Load IIS 6.0 weblog files into Hadoop using Hive

07 October 2011

Following on from part 1 here is how you load IIS 6.0 logs into Hadoop ready for query.

Fire-up the the Hive CLI
hive \
-d SOURCE1=s3://consumernewsweblogs/hadoop-test-output

Create a TABLE representing the structure of the source logfiles.

CREATE EXTERNAL TABLE iislogs (
date1 STRING,
time1 STRING,
s_sitename STRING,
s_computername STRING,
s_ip STRING,
cs_method STRING,
cs_uri_stem STRING,
cs_uri_query STRING,
s_port STRING,
cs_username STRING,
c_ip STRING,
cs_version STRING,
cs_user_agent STRING,
cs_cookie STRING,
cs_referer STRING,
cs_host STRING,
sc_status STRING,
sc_substatus STRING,
sc_win32_status STRING,
sc_bytes STRING,
cs_bytes STRING,
time_taken STRING)
ROW FORMAT DELIMITED FIELDS TERMINATED BY ’ ’ LINES TERMINATED BY ’\n’
LOCATION ’${SOURCE1}/iislogs’;

Verify this worked by running

hive> SHOW TABLES;

hive> SELECT COUNT(date1) FROM iislogs;

This should return a row count if successful obviously but only an OK if the data file don’t parse.

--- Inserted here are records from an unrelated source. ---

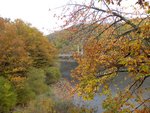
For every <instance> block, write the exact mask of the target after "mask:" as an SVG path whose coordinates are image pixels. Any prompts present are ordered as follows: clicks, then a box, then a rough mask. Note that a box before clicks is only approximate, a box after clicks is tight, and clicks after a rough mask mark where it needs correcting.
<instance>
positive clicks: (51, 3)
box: [0, 0, 68, 34]
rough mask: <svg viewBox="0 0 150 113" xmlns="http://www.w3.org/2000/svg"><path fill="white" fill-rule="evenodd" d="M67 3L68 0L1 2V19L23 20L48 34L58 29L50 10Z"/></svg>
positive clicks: (51, 13)
mask: <svg viewBox="0 0 150 113" xmlns="http://www.w3.org/2000/svg"><path fill="white" fill-rule="evenodd" d="M67 2H68V0H0V17H4V18H10V19H11V20H14V19H17V18H19V19H22V20H23V21H25V22H28V23H31V24H32V26H34V27H37V28H38V29H39V30H41V31H43V32H44V34H48V33H49V32H52V31H53V30H55V29H57V27H58V26H57V25H56V22H57V20H56V19H55V18H53V14H52V12H50V11H49V9H54V8H56V7H60V6H62V5H65V4H67ZM53 11H54V10H53ZM57 11H58V10H57Z"/></svg>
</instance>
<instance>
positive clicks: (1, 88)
mask: <svg viewBox="0 0 150 113" xmlns="http://www.w3.org/2000/svg"><path fill="white" fill-rule="evenodd" d="M15 105H16V93H15V91H14V88H13V87H12V85H11V83H10V82H9V81H8V80H7V79H5V78H4V77H0V113H9V111H10V109H12V108H13V107H14V106H15Z"/></svg>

The source files have field headers and comments which we don’t need. We can remove these by copying all none comment rows i.e. row that do not start with ”#” into a new table.

We achieve this by first creating a new table with the same structure with a different S3 folder for storage

CREATE EXTERNAL TABLE iislogsclean (
date1 STRING,
time1 STRING,
s_sitename STRING,
s_computername STRING,
s_ip STRING,
cs_method STRING,
cs_uri_stem STRING,
cs_uri_query STRING,
s_port STRING,
cs_username STRING,
c_ip STRING,
cs_version STRING,
cs_user_agent STRING,
cs_cookie STRING,
cs_referer STRING,
cs_host STRING,
sc_status STRING,
sc_substatus STRING,
sc_win32_status STRING,
sc_bytes STRING,
cs_bytes STRING,
time_taken STRING)
ROW FORMAT DELIMITED FIELDS TERMINATED BY ’ ’ LINES TERMINATED BY ’\n’
STORED AS TEXTFILE
LOCATION ’${SOURCE1}/iislog_clean/‘;

Then we SELECT from one and INSERT into the other as follows.

INSERT OVERWRITE TABLE iislogsclean
SELECT * FROM iislogs WHERE NOT date1 LIKE ’#%‘;

hive> SELECT COUNT(date1) FROM iislogsclean;

This should return a count less than the source table in theory.

Now the log data is in Hadoop ready for you to run some MapReduce jobs on.